Visualize the relationship between waterfront and log10_price using an appropriate geom_* function. Remember that waterfront is categorical.
# View the structure of log10_price and waterfront
house_prices %>%
select(log10_price, waterfront) %>%
glimpse()
## Rows: 21,613
## Columns: 2
## $ log10_price <dbl> 5.346157, 5.730782, 5.255273, 5.781037, 5.707570, 6.088136…
## $ waterfront <lgl> FALSE, FALSE, FALSE, FALSE, FALSE, FALSE, FALSE, FALSE, FA…
# Plot
ggplot(house_prices, aes(x = waterfront, y = log10_price)) +
geom_boxplot() +
labs(x = "waterfront", y = "log10 price")
Observe. Houses that have a view of the waterfront tend to be much more expensive than those without a waterfront view, as evidenced by the much higher log10 price.

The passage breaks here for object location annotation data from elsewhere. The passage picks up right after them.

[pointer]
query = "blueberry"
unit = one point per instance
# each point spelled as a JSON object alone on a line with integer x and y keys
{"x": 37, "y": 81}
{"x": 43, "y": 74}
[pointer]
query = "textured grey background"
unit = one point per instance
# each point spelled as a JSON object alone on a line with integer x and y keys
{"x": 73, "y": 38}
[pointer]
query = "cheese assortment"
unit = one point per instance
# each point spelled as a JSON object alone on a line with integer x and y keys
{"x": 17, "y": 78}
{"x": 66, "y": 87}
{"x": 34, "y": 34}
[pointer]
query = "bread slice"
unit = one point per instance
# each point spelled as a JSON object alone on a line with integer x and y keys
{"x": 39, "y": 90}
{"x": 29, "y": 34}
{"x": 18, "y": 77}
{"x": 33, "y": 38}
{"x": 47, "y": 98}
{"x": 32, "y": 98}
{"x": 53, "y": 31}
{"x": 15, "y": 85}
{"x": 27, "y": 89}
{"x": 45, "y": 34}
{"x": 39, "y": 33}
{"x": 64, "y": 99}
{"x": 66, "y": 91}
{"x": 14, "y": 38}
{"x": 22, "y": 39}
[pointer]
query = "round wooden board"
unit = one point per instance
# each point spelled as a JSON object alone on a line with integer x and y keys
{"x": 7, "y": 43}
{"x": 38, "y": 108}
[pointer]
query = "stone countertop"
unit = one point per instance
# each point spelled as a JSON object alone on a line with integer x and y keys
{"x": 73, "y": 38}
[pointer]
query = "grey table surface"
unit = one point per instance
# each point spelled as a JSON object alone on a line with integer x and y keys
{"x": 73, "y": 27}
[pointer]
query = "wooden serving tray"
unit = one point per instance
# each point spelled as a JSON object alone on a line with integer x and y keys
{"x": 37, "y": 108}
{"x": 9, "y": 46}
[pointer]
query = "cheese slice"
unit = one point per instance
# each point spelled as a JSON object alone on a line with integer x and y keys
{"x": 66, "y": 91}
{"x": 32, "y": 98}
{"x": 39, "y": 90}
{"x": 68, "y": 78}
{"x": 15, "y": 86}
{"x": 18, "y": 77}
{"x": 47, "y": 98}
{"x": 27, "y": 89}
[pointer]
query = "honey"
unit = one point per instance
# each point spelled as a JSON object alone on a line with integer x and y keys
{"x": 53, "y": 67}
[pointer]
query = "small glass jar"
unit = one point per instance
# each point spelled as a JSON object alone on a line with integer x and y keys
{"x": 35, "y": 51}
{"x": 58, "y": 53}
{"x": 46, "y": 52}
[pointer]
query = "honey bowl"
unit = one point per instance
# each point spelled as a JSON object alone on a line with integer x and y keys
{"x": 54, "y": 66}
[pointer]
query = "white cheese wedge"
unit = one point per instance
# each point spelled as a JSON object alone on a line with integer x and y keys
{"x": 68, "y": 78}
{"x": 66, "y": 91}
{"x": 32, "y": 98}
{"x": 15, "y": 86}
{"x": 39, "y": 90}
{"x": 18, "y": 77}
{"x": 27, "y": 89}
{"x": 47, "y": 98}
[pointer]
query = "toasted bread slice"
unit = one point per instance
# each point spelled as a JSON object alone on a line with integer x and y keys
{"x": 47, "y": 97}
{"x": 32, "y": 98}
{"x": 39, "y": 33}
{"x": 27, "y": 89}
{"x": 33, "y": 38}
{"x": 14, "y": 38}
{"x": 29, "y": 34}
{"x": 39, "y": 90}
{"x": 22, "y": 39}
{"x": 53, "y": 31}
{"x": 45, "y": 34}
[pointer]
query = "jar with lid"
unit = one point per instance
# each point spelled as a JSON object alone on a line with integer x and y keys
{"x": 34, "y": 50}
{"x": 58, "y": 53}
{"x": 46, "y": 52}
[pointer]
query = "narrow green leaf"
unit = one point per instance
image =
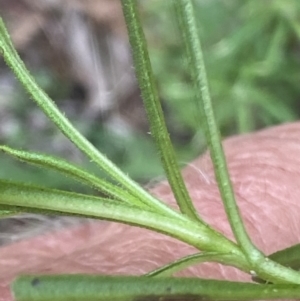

You just saw that houses with a view of the waterfront tend to be much more expensive. But by how much? Let’s compute group means of log10_price, convert them back to dollar units, and compare!
Return both the mean of log10_price and the count of houses in each level of waterfront.
# Calculate stats
house_prices %>%
group_by(waterfront) %>%
summarize(mean_log10_price = mean(log10_price), n = n())
## # A tibble: 2 x 3
## waterfront mean_log10_price n
## <lgl> <dbl> <int>
## 1 FALSE 5.66 21450
## 2 TRUE 6.12 163
Using these group means for log10_price, return “good” predicted house prices in the original units of US dollars.
# Prediction of price for houses with view
10^(6.124689)
## [1] 1332567
# Prediction of price for houses without view
10^(5.663114)
## [1] 460377.4
Most houses don’t have a view of the waterfront (n = 21,450), but those that do (n = 163) have a much higher predicted price. Look at that difference! $457,088 versus $1,318,257! In the upcoming Chapter 2 on basic regression, we’ll build on such intuition and construct our first formal explanatory and predictive models using basic regression!